The rules, imposed by the Consumer Financial Protection Bureau on Thursday, force lenders to do something they actively and intentionally avoided during the build up to the mortgage bubble: determine if the person they were loaning money to buy a house had the ability to repay that loan. So no more of the "no doc" or "liar's loans" that failed in epic numbers.
The rule also defines something called a "qualified mortgage." Essentially, if a lender follows a set of consumer-friendly rules when making loans, it can get legal protection from homeowner lawsuits. For example, the interest-only loans that blew up when the market started to tank are also not allowed. For the full run-down, the American Banker (subscription required) has a good analysis.

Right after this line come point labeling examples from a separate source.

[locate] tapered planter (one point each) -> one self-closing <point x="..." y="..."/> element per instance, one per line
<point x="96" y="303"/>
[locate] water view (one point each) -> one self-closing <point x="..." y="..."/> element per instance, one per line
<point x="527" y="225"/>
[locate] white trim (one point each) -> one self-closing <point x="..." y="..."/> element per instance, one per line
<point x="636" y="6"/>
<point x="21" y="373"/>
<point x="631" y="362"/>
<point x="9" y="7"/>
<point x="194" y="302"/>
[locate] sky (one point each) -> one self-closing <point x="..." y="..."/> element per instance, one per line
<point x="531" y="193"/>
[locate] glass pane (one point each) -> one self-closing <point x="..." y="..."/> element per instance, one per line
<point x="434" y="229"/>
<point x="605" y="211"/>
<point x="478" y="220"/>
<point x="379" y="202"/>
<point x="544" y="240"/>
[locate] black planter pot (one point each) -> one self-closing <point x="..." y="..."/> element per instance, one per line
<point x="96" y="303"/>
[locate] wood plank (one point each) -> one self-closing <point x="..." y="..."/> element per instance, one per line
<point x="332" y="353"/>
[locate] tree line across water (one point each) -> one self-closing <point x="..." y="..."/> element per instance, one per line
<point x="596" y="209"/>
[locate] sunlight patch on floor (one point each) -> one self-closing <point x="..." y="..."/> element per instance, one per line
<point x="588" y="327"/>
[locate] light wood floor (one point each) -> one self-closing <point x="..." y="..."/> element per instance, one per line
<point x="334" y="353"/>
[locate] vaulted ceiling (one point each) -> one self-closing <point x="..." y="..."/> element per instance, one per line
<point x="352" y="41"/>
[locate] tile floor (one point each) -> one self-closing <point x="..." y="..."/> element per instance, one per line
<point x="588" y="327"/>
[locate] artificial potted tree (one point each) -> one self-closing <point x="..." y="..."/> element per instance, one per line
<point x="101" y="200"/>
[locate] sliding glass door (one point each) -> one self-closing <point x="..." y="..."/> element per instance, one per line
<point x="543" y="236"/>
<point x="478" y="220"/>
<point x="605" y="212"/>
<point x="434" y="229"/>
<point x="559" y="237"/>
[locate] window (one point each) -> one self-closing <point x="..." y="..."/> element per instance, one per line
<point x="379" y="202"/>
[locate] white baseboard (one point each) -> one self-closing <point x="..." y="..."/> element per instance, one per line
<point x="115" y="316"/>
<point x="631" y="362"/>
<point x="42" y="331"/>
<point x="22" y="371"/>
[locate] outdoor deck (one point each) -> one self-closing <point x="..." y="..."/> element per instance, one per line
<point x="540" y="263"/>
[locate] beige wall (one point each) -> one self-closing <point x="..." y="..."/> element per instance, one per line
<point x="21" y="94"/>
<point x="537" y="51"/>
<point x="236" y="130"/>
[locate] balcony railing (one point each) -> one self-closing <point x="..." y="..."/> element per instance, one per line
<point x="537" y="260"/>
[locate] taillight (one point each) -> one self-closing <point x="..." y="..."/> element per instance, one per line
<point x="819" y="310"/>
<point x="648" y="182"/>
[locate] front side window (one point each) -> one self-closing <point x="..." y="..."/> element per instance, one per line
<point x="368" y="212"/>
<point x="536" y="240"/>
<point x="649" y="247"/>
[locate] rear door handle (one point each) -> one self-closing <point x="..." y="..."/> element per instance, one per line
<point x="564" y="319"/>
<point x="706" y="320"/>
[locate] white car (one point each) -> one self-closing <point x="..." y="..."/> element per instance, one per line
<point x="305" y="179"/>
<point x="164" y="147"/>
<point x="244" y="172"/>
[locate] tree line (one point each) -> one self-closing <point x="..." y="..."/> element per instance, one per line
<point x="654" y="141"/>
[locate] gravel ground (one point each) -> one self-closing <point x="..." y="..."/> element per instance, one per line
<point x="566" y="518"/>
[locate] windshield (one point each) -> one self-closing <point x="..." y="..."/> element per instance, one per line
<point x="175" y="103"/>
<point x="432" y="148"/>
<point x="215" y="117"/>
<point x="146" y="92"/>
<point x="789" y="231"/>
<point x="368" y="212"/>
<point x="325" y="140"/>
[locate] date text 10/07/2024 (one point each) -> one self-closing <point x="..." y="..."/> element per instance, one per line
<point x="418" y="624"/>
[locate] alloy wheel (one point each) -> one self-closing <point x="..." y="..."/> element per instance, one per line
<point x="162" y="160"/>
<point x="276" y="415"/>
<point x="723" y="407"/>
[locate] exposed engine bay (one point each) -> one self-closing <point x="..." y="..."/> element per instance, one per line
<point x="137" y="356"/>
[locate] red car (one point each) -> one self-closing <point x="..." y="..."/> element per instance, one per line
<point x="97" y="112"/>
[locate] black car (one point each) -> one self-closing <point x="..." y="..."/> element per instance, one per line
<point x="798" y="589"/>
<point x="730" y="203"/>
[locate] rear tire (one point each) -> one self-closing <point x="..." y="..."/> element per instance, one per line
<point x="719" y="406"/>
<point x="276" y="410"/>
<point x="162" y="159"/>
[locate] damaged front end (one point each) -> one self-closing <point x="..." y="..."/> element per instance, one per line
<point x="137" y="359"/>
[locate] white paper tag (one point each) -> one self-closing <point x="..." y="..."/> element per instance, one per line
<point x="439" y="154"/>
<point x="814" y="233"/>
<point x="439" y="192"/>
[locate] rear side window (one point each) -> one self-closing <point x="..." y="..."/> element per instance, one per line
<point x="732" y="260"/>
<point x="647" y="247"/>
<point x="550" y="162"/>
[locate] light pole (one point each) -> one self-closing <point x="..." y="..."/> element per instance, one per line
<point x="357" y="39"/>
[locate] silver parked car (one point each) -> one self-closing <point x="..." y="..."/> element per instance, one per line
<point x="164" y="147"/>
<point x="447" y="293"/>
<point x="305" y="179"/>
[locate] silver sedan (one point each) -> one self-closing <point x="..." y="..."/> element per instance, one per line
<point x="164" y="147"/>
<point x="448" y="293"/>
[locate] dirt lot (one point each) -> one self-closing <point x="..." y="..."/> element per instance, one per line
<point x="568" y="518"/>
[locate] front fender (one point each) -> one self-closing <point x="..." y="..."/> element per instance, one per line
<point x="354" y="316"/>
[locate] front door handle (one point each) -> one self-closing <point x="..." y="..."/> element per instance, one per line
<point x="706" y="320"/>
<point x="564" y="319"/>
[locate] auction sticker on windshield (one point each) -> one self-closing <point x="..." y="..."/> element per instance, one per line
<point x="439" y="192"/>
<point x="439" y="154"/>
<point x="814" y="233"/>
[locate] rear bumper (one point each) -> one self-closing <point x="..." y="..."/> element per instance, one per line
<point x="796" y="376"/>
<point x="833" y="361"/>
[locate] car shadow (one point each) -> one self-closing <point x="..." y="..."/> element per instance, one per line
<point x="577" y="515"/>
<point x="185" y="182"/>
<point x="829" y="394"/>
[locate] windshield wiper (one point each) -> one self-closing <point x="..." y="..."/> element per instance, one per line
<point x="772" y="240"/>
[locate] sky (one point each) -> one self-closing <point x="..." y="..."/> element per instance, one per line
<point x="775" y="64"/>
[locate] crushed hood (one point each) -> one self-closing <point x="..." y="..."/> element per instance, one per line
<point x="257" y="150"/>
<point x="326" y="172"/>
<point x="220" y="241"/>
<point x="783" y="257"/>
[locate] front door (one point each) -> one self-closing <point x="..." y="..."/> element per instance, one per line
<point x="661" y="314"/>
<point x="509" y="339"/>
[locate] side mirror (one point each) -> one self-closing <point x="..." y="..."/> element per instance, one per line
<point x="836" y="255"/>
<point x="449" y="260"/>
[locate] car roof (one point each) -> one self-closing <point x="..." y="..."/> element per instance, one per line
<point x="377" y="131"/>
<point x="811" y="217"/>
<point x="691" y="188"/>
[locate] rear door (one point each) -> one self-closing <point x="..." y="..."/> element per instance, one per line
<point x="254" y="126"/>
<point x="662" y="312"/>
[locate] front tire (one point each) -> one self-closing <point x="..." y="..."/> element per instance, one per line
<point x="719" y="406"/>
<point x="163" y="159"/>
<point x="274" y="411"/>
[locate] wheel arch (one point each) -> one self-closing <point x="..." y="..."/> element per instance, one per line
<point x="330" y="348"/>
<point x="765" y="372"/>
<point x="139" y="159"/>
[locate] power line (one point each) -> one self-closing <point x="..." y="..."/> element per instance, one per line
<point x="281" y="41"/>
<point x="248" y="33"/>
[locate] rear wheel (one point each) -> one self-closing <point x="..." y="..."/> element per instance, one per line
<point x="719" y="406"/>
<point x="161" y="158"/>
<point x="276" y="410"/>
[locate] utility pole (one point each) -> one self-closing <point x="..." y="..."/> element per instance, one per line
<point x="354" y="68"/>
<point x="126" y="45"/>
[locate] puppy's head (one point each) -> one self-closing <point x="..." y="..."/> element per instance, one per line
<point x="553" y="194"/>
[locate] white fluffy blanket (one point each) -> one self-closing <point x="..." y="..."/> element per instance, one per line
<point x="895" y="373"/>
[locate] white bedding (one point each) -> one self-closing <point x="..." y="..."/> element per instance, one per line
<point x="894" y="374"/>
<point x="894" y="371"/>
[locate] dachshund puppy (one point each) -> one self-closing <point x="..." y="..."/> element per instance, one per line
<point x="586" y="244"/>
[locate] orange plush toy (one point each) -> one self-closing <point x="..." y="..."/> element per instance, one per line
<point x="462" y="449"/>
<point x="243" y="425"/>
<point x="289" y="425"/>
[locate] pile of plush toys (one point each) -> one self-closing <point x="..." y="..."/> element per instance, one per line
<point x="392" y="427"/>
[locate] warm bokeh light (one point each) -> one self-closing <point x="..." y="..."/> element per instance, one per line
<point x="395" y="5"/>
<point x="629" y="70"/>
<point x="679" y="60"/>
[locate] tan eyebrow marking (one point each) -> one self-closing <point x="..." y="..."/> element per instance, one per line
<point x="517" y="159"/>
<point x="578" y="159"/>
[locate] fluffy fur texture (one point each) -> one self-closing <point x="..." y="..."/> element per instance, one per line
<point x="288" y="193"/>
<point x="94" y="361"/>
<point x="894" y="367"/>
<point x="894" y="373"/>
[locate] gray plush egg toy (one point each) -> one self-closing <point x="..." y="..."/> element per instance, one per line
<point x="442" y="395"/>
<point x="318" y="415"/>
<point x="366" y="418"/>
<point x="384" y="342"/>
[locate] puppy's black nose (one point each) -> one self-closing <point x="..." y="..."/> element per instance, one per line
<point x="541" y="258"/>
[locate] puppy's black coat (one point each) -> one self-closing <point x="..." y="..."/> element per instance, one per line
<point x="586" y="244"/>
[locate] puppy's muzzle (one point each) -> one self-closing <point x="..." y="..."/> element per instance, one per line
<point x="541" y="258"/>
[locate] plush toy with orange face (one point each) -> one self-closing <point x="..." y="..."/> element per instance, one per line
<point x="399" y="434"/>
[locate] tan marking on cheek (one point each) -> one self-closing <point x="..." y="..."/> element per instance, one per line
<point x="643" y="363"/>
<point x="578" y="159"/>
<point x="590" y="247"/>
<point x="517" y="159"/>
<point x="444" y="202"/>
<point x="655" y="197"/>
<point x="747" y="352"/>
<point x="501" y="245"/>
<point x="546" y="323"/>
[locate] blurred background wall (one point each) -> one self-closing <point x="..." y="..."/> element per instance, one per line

The early reaction from housing advocates is mostly positive. "The new rules generally strike a balanced, reasonable approach to mortgage lending and implement important consumer protections," the Center for Responsible Lending said.
Still, its not clear whether mortgages that include certain incentives paid to brokers would count as "qualified." One common practice, for example, was the offer of a "yield spread premium" bonus to brokers for bringing in higher interest rate loans. A few years ago I wrote about how one broker in Queens, New York got a $2,460 bonus for selling a refinance loan with an interest rate of nearly 12 percent.
UPDATE The Washington Post wonders whether the rules will restrict new lending.
“Credit is going to be restricted, at least a little,” said Cristian deRitis, a senior director at Moody’s Analytics. “The debt-to-income cap, for instance, is going to affect some folks at the lower end of the income scale.”
Seems possible, but as we've reported, lending is already extremely tight, especially for low-income borrowers. Banks have begged for clear guidelines for years, now they get them.